New Delhi telah menuduh Islamabad membantu penyelundupan narkotika dan senjata ke India, serta mengeluarkan dana besar untuk memperkuat perbatasannya yang dijaga ketat.
Shah dikenal karena sikap kerasnya terhadap keamanan nasional, migrasi ilegal tenaga kerja, dan kejahatan transnasional.

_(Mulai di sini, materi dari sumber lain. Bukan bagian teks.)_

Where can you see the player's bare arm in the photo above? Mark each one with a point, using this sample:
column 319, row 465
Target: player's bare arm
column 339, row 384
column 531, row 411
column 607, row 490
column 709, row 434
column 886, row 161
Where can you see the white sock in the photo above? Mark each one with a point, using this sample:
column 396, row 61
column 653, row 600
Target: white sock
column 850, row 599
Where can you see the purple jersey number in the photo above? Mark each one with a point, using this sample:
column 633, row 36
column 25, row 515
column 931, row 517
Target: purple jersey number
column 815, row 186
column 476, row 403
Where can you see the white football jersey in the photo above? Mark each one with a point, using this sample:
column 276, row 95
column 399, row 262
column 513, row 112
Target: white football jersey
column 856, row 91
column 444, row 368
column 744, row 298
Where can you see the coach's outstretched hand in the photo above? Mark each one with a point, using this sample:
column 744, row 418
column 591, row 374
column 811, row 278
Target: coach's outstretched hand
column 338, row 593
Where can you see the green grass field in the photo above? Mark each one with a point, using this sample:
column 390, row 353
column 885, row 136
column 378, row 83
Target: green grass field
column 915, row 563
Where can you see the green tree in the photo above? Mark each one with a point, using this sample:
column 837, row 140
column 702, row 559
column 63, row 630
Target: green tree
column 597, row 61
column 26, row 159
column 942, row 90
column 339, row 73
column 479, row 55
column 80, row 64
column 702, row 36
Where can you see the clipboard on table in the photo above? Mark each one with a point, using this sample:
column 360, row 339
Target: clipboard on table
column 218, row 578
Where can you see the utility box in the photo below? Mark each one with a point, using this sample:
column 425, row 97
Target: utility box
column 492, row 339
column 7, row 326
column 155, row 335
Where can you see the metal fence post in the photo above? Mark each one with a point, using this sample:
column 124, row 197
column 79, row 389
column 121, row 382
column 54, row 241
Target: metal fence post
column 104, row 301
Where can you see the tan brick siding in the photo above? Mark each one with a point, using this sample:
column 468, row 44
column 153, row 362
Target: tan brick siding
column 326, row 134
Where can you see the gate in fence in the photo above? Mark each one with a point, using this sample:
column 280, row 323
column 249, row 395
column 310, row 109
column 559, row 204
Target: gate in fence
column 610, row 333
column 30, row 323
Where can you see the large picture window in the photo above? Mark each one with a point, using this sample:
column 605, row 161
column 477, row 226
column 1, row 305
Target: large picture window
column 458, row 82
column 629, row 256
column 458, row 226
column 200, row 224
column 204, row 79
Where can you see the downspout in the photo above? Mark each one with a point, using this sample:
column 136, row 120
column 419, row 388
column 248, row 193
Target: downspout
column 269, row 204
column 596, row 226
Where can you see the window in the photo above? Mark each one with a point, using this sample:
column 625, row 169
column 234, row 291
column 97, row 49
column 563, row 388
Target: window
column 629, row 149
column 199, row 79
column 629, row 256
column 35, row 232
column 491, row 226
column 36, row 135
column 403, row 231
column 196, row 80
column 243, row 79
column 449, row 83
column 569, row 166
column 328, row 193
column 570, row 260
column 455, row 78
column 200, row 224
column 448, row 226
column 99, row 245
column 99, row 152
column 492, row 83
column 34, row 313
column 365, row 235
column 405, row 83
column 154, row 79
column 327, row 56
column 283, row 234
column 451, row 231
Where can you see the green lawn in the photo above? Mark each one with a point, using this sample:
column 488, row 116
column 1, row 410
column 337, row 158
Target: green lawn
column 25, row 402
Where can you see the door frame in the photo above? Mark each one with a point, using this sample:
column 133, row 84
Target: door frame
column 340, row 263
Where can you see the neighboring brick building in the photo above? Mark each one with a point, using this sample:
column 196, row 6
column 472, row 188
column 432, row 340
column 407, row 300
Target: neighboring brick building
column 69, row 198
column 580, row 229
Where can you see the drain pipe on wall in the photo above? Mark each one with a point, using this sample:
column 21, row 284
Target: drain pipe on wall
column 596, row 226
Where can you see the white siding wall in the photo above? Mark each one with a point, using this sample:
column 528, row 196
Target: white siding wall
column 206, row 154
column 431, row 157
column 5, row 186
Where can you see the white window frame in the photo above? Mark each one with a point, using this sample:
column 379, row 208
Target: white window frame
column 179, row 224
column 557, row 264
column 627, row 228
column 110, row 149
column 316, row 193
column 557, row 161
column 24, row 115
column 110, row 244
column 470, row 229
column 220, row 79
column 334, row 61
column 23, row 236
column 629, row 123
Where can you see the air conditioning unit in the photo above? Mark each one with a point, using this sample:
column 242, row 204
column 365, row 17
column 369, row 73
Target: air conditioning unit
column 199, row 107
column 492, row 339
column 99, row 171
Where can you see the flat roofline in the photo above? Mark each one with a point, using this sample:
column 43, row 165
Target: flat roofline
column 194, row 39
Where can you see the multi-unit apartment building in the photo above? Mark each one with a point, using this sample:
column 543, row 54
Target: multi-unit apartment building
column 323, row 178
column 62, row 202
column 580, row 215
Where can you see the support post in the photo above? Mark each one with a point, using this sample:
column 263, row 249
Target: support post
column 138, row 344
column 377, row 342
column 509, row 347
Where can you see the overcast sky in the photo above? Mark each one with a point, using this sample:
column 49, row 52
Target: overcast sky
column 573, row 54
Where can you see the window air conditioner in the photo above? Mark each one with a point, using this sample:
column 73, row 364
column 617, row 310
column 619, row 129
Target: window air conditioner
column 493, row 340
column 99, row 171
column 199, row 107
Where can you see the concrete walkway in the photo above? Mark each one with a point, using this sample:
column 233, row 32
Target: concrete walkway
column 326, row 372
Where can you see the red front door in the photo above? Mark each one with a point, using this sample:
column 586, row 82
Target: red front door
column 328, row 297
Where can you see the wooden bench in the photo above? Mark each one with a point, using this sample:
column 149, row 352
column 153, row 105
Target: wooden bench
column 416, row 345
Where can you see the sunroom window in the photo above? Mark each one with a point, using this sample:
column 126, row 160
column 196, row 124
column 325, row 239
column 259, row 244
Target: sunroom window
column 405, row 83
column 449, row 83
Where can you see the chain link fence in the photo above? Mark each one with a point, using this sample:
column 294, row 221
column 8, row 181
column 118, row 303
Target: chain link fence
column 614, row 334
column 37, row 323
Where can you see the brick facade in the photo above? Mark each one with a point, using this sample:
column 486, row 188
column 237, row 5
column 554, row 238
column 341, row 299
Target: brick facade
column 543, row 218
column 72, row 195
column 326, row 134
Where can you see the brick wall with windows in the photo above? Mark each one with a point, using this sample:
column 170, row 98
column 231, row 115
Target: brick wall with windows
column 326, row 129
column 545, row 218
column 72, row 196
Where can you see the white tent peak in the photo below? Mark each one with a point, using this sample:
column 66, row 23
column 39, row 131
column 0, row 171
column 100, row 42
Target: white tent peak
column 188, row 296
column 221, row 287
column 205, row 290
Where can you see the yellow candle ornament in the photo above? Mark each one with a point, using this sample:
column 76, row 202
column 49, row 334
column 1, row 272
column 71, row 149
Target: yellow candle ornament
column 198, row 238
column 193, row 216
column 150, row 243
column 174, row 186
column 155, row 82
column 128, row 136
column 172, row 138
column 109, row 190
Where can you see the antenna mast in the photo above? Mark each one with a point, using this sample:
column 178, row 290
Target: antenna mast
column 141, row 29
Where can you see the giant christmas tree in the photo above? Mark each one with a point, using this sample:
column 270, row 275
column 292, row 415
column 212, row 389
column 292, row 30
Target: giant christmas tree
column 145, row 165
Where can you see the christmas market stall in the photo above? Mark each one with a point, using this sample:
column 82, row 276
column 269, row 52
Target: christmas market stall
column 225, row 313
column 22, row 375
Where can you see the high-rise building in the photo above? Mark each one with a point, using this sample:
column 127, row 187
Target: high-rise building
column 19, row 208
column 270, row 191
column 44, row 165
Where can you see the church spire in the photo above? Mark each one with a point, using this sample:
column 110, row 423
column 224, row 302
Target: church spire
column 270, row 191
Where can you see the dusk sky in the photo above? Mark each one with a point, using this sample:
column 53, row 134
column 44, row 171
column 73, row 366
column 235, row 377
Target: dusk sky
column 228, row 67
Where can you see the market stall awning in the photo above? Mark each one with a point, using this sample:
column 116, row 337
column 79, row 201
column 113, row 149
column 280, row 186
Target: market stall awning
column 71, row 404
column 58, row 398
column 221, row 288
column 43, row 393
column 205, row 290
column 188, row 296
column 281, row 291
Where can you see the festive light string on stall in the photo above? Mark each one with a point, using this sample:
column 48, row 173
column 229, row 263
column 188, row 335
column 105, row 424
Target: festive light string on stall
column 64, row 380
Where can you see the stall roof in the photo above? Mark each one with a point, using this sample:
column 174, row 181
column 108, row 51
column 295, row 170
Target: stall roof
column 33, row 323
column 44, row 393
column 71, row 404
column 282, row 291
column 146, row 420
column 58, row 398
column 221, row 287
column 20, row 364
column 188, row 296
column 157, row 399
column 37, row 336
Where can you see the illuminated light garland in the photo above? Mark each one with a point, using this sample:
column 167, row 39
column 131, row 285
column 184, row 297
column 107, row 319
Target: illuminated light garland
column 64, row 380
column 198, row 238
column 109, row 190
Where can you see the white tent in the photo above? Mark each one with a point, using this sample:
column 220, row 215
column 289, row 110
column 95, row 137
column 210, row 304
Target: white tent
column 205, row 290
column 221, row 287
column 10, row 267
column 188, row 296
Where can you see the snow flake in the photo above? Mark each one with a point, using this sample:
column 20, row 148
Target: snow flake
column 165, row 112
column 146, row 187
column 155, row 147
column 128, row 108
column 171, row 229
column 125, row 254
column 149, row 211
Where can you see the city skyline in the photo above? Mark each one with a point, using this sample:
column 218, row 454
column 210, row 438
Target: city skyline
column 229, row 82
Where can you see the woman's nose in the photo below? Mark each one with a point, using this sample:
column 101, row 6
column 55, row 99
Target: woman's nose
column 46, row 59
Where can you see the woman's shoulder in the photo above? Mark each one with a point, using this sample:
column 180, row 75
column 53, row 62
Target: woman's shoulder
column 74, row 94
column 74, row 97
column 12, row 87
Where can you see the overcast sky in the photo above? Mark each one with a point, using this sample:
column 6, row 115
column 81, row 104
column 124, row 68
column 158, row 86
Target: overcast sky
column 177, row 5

Ia mengumumkan perintah tersebut saat berada di negara bagian Rajasthan bagian barat, yang berbatasan dengan Pakistan.
Perbatasan India dengan Pakistan, termasuk perbatasan de facto melalui wilayah Himalaya yang disengketakan di Kashmir, membentang sepanjang 3.300 km (2.050 mil).
India dan Pakistan saling menuduh mendukung kekuatan proksi, dan masing-masing pihak dengan tegas menolak klaim lawan.
Perang singkat itu pecah tahun lalu setelah serangan di wilayah Kashmir yang dikuasai India menewaskan 26 pria, sebagian besar wisatawan Hindu.
India menuduh Pakistan mendukung serangan tersebut—tuduhan yang dibantah Islamabad—yang memicu tindakan balasan diplomatik dan serangan udara, kawanan drone, serta tembakan mortir berat yang silih spbani.